Bug 14798 - Metadata traffic --- uncompressed with -z, interaction with --bwlimit and ssh compression
Summary: Metadata traffic --- uncompressed with -z, interaction with --bwlimit and ssh...
Status: NEW
Alias: None
Product: rsync
Classification: Unclassified
Component: core (show other bugs)
Version: 3.1.3
Hardware: All All
: P5 enhancement (vote)
Target Milestone: ---
Assignee: Wayne Davison
QA Contact: Rsync QA Contact
URL:
Keywords:
Depends on:
Blocks:
 
Reported: 2021-08-17 09:22 UTC by zero
Modified: 2021-08-17 09:22 UTC (History)
0 users

See Also:


Attachments

Note You need to log in before you can comment on or make changes to this bug.
Description zero 2021-08-17 09:22:06 UTC
Consider the case where rsync is tasked to synchronize a large file set in which there are few changes.  Anecdotal evidence (duckduckgo search) suggests most of the network traffic will be spent exchanging file metadata, rather than file content, as intended.  The same anecdotal evidence suggests this "file list" is not exchanged in compressed form between rsync's endpoints, even when using the -z switch.  This seems accurate: setting up a suitable experiment shows ssh compression reduces overall bandwidth usage by roughly 2x in these cases.  This seems an opportunity for improvement.
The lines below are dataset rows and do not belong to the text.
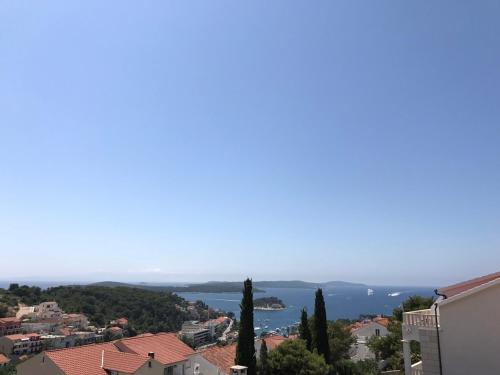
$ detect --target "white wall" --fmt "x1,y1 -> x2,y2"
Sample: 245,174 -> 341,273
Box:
185,354 -> 224,375
439,285 -> 500,375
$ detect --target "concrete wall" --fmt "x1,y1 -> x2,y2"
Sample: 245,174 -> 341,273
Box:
185,354 -> 225,375
419,328 -> 439,375
353,322 -> 388,338
125,361 -> 165,375
16,353 -> 64,375
440,285 -> 500,375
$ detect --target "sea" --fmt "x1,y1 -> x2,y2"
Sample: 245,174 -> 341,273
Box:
0,281 -> 434,333
177,286 -> 434,333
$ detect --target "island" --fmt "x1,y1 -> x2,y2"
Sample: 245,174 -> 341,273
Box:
253,297 -> 286,311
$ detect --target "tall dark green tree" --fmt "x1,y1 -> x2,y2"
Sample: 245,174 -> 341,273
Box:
312,288 -> 330,363
235,279 -> 257,375
259,340 -> 270,375
299,308 -> 312,350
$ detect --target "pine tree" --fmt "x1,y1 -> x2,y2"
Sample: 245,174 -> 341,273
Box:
235,279 -> 256,375
259,340 -> 269,375
299,308 -> 312,350
313,288 -> 330,363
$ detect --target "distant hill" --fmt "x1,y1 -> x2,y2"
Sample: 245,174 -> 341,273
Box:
253,280 -> 321,289
253,280 -> 366,289
91,280 -> 366,293
91,281 -> 264,293
321,281 -> 367,288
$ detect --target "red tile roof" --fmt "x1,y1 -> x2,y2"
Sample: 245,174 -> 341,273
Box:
264,335 -> 288,350
102,350 -> 149,374
116,318 -> 128,326
58,328 -> 71,336
0,316 -> 21,324
200,343 -> 236,374
45,342 -> 118,375
4,333 -> 40,341
373,316 -> 391,328
115,333 -> 194,365
439,272 -> 500,298
0,353 -> 10,365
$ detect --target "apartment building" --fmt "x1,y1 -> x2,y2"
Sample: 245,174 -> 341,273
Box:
349,316 -> 390,361
0,317 -> 21,337
0,333 -> 42,356
16,301 -> 63,319
17,333 -> 194,375
186,335 -> 289,375
181,320 -> 215,347
402,272 -> 500,375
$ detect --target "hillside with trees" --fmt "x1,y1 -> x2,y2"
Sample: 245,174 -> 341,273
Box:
0,284 -> 217,333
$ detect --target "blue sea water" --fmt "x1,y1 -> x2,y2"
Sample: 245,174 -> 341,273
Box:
178,286 -> 434,333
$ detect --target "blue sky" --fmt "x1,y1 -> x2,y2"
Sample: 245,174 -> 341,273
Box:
0,0 -> 500,285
The benefits would be compounded when using --bwlimit.  In this case, disabling ssh compression results in traffic that respects the requested shape.  However, this traffic is measured at the rsync endpoints.  Consequently, rsync will not use the available bandwidth effectively, precisely because in this use case there are very few file changes in the file set (which is the point of using rsync).

Note that since ssh compression is unpredictable, adequately adjusting --bwlimit for maximum efficiency is impossible.  Thus, bandwidth usage will be optimal without -z (but with redundant traffic without ssh or rsync compression), or suboptimal with or without -z and --bwlimit (due to ssh compressing file metadata without rsync realizing).  In these cases, the time required for rsync to complete the task remains unchanged regardless of the form of compression.

Would it be possible to rsync's -z switch to set up the equivalent of two compressed streams, one for file data, another for file metadata, which are then multiplexed over the wire?  In that way, ssh compression would be entirely unnecessary, and --bwlimit would still result in maximum efficiency even when most traffic is file metadata.  Having rsync compress the file list is likely to result in better compression than ssh could achieve because the shape of the file metadata will be known to rsync.

I could not find previous bug reports on this specific issue in the bug database --- I searched for bugs related to -z and --bwlimit, and I also searched through the release notes in case this (or an equivalent) enhancement has been applied recently.